Begotten

The title evokes the Old Testament and the tracing of man's lineage back to Adam and Eve-the Biblical original man and woman. Similarly, the extraordinary images of Edmund Elias Merhige's experimental film have been repeatedly rephotographed and are generations away from the original scenes (film begotten from film). They flicker hallucinatorily, decomposing and recomposing into disturbing primal scenes-God's death, mother and son, victims and aggressors. The surreal, shadowy images of light and darkness, black and white, are accompanied by an evocative sound track but without dialogue. Instead, we must decipher the language, as we are in the territory of the psyche, an unknown begotten of man, not God. Using barren landscapes and rag-clothed figures, Merhige and the THEATREOFMATERIAL evoke a time that is both pre- and post-civilization.
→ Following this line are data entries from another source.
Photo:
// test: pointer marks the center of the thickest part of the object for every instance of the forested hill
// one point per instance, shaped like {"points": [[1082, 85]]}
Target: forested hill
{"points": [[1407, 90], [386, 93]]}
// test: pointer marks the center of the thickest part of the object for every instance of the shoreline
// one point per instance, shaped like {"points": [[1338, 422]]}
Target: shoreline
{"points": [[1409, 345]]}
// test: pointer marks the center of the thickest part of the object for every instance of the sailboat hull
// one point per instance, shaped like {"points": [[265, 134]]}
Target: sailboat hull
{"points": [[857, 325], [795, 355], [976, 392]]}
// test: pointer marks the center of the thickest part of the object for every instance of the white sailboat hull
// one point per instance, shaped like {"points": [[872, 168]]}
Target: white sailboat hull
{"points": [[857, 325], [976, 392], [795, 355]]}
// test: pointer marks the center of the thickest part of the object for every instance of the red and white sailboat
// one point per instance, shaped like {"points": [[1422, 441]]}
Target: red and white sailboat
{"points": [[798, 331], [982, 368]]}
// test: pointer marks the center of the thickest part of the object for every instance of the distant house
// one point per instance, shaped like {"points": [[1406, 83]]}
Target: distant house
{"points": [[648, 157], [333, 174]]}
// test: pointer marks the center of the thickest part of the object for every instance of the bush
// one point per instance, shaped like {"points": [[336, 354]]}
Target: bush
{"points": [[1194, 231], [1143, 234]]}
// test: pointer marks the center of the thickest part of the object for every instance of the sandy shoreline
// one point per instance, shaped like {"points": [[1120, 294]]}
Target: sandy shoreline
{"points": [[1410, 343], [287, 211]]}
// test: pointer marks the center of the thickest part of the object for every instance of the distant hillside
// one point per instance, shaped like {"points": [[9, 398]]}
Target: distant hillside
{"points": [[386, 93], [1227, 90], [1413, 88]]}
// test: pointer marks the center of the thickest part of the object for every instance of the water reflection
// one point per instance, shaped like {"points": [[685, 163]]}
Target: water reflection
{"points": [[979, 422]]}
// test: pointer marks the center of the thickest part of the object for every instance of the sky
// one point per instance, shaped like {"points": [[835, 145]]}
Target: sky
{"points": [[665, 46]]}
In the dreamlike narrative, we follow Mother Earth and her child, "flesh without bone," through a series of physically, often sexually violent encounters in which people act from impulses, without the mediation of language, seemingly without rules. But with the destruction is also regeneration. The film's chronicle is cyclical, tracing birth, death and rebirth in a manner which seems to speak equally of historical and personal processes. --Kathy Geritz The director writes, "Performance, painting and language are inadequate in their ability to capture the shadow cast by the subterranean sun whose light shines past the deepest darkness in all of us...Beneath the eraseable images of your mother, your father, and your God, there is only the tribal, the indelible and ageless. These images are in all of us..these images are begotten."